As the film progresses you realize it is about much more than blind monsters, it is a metaphor for the fears of parenting. The setting of the story amplifies the reality that parents can never control their child’s every move.  Children will inevitably knock something over by accident. Even when you create literal paths for them to walk, they will veer off it. They will disobey and fail to understand the urgency behind their parents’ rules. They will perceive the world and have feelings that their parents will not understand or did not intend. The “horror” of A Quiet Place is the fact that it is impossible for parents to protect and control their children all the time, despite how much they love them or are trying to give them everything they need to live well. The frailty of the children is so keen. Beginning with the unpredictability of giving birth, to a newborn who needs to cry (Emily Blunt has some spectacular scenes here), to a pre-teen who is not always in control of her emotions. As an audience member you feel the parents’ anxieties and helplessness deeply.

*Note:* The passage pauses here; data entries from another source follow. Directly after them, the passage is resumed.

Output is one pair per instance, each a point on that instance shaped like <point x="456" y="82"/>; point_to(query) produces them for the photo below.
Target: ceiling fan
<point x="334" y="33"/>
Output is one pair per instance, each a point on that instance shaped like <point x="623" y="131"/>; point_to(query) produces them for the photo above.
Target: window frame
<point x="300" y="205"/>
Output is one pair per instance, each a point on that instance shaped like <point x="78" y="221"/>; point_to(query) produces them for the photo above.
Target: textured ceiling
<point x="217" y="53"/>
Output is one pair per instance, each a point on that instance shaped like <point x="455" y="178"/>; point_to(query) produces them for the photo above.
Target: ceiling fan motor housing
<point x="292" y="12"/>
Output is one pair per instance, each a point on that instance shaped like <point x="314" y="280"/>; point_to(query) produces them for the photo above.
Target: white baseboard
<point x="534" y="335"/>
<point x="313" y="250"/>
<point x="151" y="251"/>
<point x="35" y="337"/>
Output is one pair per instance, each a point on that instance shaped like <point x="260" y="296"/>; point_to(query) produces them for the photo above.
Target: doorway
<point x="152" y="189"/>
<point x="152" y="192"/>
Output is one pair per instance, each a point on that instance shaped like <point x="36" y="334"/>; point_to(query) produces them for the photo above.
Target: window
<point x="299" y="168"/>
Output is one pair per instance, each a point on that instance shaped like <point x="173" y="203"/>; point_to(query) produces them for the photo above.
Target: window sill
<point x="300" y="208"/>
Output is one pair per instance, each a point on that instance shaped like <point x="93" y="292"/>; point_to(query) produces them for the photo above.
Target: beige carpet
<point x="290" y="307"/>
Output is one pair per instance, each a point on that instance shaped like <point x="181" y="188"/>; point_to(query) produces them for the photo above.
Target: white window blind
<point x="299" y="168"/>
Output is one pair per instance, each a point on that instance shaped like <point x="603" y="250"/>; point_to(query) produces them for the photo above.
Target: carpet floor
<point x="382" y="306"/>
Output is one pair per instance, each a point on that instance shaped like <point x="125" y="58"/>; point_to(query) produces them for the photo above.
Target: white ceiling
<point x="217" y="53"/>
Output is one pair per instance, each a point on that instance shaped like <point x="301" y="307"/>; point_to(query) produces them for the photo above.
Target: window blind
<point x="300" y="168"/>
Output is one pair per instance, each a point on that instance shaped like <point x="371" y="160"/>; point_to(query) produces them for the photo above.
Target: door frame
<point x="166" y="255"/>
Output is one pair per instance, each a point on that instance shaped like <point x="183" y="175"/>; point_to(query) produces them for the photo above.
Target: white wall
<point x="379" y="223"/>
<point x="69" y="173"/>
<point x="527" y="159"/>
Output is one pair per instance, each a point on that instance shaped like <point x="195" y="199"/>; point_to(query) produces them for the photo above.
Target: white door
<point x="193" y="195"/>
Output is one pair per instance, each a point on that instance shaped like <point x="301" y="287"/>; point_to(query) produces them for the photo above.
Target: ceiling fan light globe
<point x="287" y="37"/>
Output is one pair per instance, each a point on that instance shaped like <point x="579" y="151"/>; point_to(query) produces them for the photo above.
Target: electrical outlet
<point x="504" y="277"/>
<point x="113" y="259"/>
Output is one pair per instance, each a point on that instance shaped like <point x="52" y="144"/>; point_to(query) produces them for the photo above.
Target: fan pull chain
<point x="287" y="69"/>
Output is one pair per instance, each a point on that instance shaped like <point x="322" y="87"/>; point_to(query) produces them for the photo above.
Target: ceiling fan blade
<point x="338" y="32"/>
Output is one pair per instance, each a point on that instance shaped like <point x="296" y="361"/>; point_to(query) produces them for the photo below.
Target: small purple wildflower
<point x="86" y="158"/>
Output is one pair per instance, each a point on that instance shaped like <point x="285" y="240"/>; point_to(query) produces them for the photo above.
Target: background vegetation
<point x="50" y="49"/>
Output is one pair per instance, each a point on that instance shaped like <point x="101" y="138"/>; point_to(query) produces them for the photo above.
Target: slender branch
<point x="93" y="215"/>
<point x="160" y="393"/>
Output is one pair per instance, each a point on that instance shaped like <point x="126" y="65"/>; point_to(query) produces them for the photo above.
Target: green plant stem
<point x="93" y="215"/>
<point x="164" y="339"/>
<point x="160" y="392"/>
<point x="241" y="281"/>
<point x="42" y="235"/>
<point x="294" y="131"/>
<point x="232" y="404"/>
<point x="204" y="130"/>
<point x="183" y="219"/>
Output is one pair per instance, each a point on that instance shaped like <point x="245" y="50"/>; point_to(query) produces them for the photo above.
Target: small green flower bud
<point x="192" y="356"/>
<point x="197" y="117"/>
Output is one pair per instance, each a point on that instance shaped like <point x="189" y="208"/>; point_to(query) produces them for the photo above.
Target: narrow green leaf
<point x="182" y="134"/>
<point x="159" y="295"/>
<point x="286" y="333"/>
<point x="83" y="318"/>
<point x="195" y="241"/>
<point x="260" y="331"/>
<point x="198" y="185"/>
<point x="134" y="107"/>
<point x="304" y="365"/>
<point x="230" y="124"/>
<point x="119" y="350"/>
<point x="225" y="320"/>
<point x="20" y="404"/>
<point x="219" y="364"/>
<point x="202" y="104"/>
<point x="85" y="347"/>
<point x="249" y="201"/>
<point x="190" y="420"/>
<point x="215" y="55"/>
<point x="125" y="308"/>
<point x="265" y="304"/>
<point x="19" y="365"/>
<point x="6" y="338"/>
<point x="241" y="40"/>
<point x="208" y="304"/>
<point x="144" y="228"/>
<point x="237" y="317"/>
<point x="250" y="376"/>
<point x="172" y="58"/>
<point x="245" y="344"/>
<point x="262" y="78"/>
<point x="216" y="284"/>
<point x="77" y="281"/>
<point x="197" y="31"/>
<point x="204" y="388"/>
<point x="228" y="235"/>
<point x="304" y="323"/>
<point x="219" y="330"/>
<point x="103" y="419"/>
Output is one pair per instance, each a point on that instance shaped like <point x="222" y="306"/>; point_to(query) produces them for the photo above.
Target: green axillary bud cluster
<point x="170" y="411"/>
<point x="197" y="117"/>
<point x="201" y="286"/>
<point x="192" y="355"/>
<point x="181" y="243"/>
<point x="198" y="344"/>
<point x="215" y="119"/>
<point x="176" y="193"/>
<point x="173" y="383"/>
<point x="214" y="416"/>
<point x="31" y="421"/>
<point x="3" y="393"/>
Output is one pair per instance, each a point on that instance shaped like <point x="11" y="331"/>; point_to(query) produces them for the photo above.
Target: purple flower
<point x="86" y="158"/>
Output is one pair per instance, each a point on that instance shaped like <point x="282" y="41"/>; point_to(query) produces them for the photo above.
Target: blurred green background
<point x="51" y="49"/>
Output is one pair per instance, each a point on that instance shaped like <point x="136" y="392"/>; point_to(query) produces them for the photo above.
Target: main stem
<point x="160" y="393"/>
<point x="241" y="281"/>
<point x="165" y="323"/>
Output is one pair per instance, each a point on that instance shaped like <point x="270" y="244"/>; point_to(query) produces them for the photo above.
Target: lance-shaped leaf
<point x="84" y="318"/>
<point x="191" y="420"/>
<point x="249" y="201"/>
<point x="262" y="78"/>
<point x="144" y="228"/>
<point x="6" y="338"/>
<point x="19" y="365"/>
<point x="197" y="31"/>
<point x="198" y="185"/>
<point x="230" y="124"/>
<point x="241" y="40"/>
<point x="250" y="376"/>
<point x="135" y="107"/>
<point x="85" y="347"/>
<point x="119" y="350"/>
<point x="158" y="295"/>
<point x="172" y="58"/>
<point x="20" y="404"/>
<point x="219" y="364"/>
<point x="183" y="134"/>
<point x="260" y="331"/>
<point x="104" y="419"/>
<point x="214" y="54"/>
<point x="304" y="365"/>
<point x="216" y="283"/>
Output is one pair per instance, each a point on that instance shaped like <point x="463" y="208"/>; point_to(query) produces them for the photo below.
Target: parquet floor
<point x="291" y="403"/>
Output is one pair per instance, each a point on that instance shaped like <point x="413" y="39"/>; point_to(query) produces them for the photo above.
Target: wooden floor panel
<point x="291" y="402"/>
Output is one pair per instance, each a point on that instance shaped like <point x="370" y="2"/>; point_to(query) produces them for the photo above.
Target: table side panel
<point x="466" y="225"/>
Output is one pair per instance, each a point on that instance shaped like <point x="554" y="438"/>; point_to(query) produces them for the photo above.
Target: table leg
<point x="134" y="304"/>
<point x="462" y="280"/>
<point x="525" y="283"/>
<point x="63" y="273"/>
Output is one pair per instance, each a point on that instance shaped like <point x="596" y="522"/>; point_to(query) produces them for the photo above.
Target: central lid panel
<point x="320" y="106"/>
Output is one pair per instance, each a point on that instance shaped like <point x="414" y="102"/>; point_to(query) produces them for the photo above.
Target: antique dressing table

And yet that is not all we are shown. As the suspense heightens, the children are separated from their parents forcing them to rely on their own wits and on each other to survive. As much as the kids are incredibly vulnerable, they are also profoundly resilient. We see flashes of deep emotional insight as they understand more than their parents expect. They are able to think on their feet and make connections that reveal they were listening to all the careful instruction. They are able to work together as they have seen their mom and dad work together. And what seemed like the greatest vulnerability of the family becomes their greatest strength. It was when the parents did not have perfect control that the kids grow and become stronger.

quiet place kids

A Quiet Place is ultimately a heart wrenching and hopeful picture of family. The world is a very scary place, but as the book It’s Not Too Late by Dan Dupee describes, being the perfect parent is not what kids need to be healthy. Kids need parents who love them, are involved with them, and who also allow them to experience life’s many facets. Sometimes the things we fear the most for our children, experiencing pain and unhappiness, are exactly what they need to become compassionate and resilient adults.